The session was held jointly by the NAIC Property-Casualty Committee and the Market Regulation and Consumer Affairs Committee in Crystal City, Va.
The NAIC Executive Committee authorized the two committees to go ahead with the hearing at the NAIC Spring Meeting last month in San Diego.
Florida Commissioner Kevin McCarty said during the Spring Meeting that the goal of the hearing is to examine how insurer use of credit history is affecting consumers in today's difficult economic environment.

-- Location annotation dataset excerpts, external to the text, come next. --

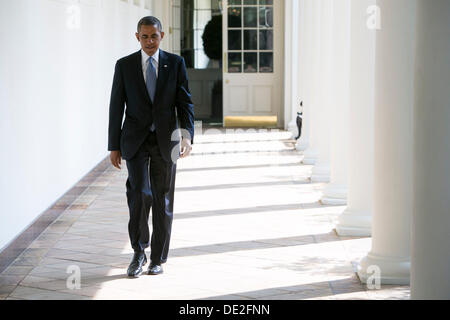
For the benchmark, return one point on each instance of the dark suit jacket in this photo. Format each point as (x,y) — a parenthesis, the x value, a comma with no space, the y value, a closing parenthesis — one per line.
(173,100)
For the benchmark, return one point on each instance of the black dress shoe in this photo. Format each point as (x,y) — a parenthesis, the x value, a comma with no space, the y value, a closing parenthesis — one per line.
(135,268)
(155,269)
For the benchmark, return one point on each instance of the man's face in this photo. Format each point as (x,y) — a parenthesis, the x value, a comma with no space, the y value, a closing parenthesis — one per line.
(150,38)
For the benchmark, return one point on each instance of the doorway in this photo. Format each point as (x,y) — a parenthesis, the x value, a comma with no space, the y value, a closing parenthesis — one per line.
(199,39)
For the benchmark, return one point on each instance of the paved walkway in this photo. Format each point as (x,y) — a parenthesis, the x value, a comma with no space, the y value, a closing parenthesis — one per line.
(248,225)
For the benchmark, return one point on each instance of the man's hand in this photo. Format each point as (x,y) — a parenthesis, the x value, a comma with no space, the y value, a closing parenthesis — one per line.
(186,148)
(116,159)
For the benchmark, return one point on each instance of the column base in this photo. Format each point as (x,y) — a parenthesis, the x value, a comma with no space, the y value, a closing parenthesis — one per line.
(302,144)
(354,224)
(335,194)
(292,128)
(321,173)
(395,271)
(310,157)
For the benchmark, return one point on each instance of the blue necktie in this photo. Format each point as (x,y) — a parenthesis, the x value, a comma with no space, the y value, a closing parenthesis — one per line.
(151,83)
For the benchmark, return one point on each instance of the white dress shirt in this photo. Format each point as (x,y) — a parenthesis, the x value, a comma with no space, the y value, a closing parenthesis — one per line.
(145,62)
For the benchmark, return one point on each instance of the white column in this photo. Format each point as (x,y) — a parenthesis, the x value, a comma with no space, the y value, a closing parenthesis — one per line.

Both he and Oklahoma Commissioner Kim Holland told the Executive Committee there is no motive behind the hearing aside from gathering information on the issue.
The National Conference of Insurance Legislators (NCOIL) sent a letter in advance of today's hearing arguing that its Model Act Regarding Use of Credit Information in Personal Insurance, which it put forth in 2002, "was and remains a timely and effective response to consumers who feel blindsided by insurer use of their credit information…."
NCOIL added that it will consider a revision at its July Summer Meeting "to target consumers whose fallen credit is traceable to the financial crisis not of their making." The NCOIL letter adds, though, that the model act already contains extraordinary life events language.
"We as legislators have a duty," the letter states, "to promote balanced public policy that safeguards our constituents from possible abuse. The NCOIL model act – which evolved through two years of special sessions, model drafts, and many hours of debate with all key players – does just that. It has become the standard for state insurance scoring policy…."
Insurer associations, argue that credit scoring is an actuarially sound predictor of risk, and to rule it out would mean good risks would be forced to subsidize bad risks.
Consumer groups respond that the use of credit information for the purpose of determining rates discriminates against low-income and minority consumers because of the racial and economic disparities inherent in scoring.
Robert P. Hartwig, president of the Insurance Information Institute said in prepared testimony that, "a silver lining of the current financial crisis is a change in the credit profile of the average American household wherby outstanding debt is reduced to more manageable levels. This should lead to an improvement in the health of the typical consumer's (and family's) balance sheet.
"It is a common misconception that during a recession virtually all consumers's credit scores, and hence insurance scores will fall," he said.
Mr. Hartwig added that "Insurance scoring is a proven, accurate, objective and consistent risk assessment tool used widely in the underwriting of auto and homeowners insurance. The data supporting its use are statistically irrefutable, and the benefits to consumers are significant,"
Speaking to the effects of the struggling economy, the insurer groups have noted that LexisNexis reports that analysis of recent insurance score trends does not reflect an overall deterioration of scores. "In fact, of the millions of scores processed by LexisNexis, a slight score improvement has been recorded over the past five years," the insurer groups said.
The insurance associations also pointed to numerous studies conducted by departments of insurance of various states, as well as the Federal Trade Commission (FTC). The insurer groups said these studies show that credit-based insurance scoring is an objective, reliable underwriting and/or rating tool that benefits a majority of consumers.
Four consumer groups have previously argued that studies by the Missouri and Texas departments of insurance found that insurance scoring discriminates against low income and minority consumers.
"The Missouri study concluded that a consumer's race was the single most predictive factor determining a consumer's insurance score and, consequently, the consumer's insurance premium," they said.